Second is that Ms. Woodley is subject to an IRS tax lien for not paying income taxes in 2015, 2016, and 2017, and had been convicted of bankruptcy fraud and tax fraud in 1997.
Third is that city staff who evaluated the applications for the grant had concerns about Diversifying Energy's high personnel costs and recommended that the city accept the competing bid. The city's grants committee rejected the staff recommendation and recommended that the city offer the contract to Diversifying Energy. The city council unanimously approved the committee's recommendation, also rejecting the staff advice.
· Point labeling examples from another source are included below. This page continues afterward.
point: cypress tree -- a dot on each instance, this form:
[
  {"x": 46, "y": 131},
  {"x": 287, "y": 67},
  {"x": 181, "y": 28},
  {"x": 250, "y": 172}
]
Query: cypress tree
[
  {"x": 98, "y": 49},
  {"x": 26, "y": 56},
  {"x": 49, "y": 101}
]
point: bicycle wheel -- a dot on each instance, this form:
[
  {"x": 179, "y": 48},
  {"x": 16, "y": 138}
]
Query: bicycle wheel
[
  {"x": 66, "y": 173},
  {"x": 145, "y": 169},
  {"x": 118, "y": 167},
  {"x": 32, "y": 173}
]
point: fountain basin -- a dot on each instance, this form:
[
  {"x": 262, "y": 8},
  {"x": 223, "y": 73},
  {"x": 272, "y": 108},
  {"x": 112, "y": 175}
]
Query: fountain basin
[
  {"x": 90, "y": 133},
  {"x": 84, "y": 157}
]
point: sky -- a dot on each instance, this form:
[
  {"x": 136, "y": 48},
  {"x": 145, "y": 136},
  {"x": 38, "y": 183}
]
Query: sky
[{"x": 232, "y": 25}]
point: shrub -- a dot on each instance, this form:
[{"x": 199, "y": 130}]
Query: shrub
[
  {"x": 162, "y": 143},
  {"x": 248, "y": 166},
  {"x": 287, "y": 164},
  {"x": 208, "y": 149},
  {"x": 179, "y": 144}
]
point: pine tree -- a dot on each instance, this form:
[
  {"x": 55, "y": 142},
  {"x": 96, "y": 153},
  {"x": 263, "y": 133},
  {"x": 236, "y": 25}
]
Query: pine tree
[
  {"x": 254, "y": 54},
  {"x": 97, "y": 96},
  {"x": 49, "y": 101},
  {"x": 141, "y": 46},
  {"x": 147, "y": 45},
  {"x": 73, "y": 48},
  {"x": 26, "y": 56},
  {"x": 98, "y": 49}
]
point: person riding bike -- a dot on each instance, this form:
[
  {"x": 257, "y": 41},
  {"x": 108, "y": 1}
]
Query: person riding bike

Not mentioned in the story, but odd, is that the IRS determination letter for Diversifying Energy was issued not to Diversifying Energy or its prior name when it was formed, but to "Shades of Green" the month before Energizing Diversity was incorporated. (A "determination letter" is the letter from the IRS that says that a nonprofit organization qualifies as a 501(c)(3) and that contributions to the organization will be tax-deductible.) The state had two businesses using the name "Shades of Green." One was in Klamath County and has been in existence for 20 years. The other was a for-profit corporation called Prisma Point Incorporated, formed by Ms. Woodley in 2014 and still arounds today, operating from the same office as the nonprofit. It's extremely unusual for a non-profit to have a determination letter that had been issued to a for-profit corporation; in fact, it's not supposed to happen.
Mr. Kavanaugh's story contains the obligatory disclaimer by city officials (there should be a hotkey for that phrase), that "neither city staffers nor grants committee members knew of Woodley's troubling past, Portland officials told The Oregonian / OregonLive, when the news outlet informed them of reams of public records documenting her financial fraud and unpaid taxes. Nor were they aware of a series of mischaracterizations and possible outright fabrications in her firm's proposal that The Oregonian / OregonLive found during fact-checking, they said."
What conclusion can we draw from The Oregonian and Mr. Kavanaugh finding information that the city missed? The obvious one is that when city management determines to award someone a contract, it shuts its collective eye to warning signs. The less obvious one is that the grants committee, part of the Bureau of Planning and Sustainability, awarded the contract on something other than business history, financial qualification, track record, and economic efficiency. The City Council should insist that the members of the committee explain their thinking before the city allows them to award any other contracts.